Otherwise, I enjoyed myself like other students, punting on the river, playing tennis, writing short stories, getting drunk with the Addenbrooke’s nurses, who generously provided me with an education not even the dissecting room could match. They were interesting young women, some with remarkably rackety lives (the syringes in the bedside table drawer?) and I liked them all.
I also, with everyone else, went to a great many films. I relished hard-edged American thrillers with their expressive black and white photography and brooding atmosphere, their tales of alienation and emotional betrayal. Already I sensed that a new kind of popular culture was emerging that played on the latent psychopathy of its audiences, and in fact needed to elicit that strain of psychopathy if it was to work. The modern movement had demonstrated this from its start, in the poetry of Baudelaire and Rimbaud, and the willing engagement of the audience’s own psychopathy is almost a definition of modernism as a whole. But this was strongly denied by F. R. Leavis and his notion of the novel as a moral criticism of life. I went to one of Leavis’s lectures and thought how limited his world was, and remember saying to the English literature student who had taken me: ‘It’s more important to go to T-Men (a classic noir film) than to Leavis’s lectures.’ It sounded preposterous at the time, but less so now.
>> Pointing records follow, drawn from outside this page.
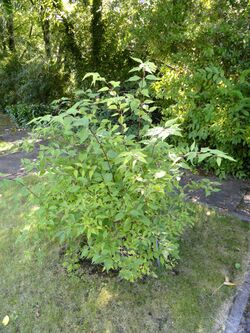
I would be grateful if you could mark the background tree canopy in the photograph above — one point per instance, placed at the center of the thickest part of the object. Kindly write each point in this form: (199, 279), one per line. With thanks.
(200, 46)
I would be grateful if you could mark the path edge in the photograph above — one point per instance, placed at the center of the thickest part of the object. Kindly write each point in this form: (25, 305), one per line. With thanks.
(239, 305)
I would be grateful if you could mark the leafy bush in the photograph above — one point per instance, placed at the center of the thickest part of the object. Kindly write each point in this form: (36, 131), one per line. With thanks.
(111, 196)
(36, 82)
(214, 111)
(22, 114)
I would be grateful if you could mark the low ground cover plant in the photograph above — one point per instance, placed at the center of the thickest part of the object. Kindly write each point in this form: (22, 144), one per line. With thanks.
(109, 195)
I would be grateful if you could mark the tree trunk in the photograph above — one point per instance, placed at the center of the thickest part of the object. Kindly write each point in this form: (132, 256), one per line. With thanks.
(46, 30)
(8, 6)
(97, 31)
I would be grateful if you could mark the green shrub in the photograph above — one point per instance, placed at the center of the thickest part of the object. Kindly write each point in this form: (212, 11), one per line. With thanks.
(214, 111)
(22, 114)
(110, 196)
(35, 82)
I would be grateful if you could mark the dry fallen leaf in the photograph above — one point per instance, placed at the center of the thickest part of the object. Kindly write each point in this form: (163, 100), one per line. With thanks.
(227, 282)
(6, 320)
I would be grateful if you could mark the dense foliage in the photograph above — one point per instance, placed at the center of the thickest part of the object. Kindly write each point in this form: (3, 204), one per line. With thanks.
(201, 46)
(112, 196)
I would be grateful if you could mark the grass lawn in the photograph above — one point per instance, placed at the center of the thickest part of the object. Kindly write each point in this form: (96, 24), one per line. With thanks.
(40, 297)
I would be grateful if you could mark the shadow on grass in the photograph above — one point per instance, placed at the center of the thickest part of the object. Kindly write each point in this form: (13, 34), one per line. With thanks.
(39, 296)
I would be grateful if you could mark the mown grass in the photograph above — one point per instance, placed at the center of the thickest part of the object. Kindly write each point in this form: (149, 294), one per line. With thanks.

I briefly met E.M. Forster at a King’s sherry party, already an old man or convincingly posing as one, and often drove in a friend’s car around the US airbases. No one seemed aware that the nostalgic pageant called ‘Cambridge’ was made possible by the fleets of American bombers waiting in the quiet fields around the city.
At the end of my second year I knew that I had absorbed all I needed from the medical course. My interest in psychiatry had been a clear case of ‘physician, heal thyself’. I never wanted to walk the wards as a trainee doctor, and friends ahead of me at their London teaching hospitals warned that years of exhausting work would postpone for at least a decade any plans to become a writer. Varsity, the student weekly newspaper, staged an annual short story competition, and my entry, a Hemingwayesque effort called ‘The Violent Noon’, won joint first prize in 1951. The judge was a senior partner at a leading London agents, A.P. Watt, who commended my story and invited me to call on him.
This was another green light, and I told my father that I wanted to give up medicine and become a writer. He was dismayed, especially as I had no idea of how to bring this about. He decided that I should study English literature, the worst possible preparation for a writer’s career, which he may well have suspected. I managed to get a place at London University, at Queen Mary College, and started the degree course in October 1951.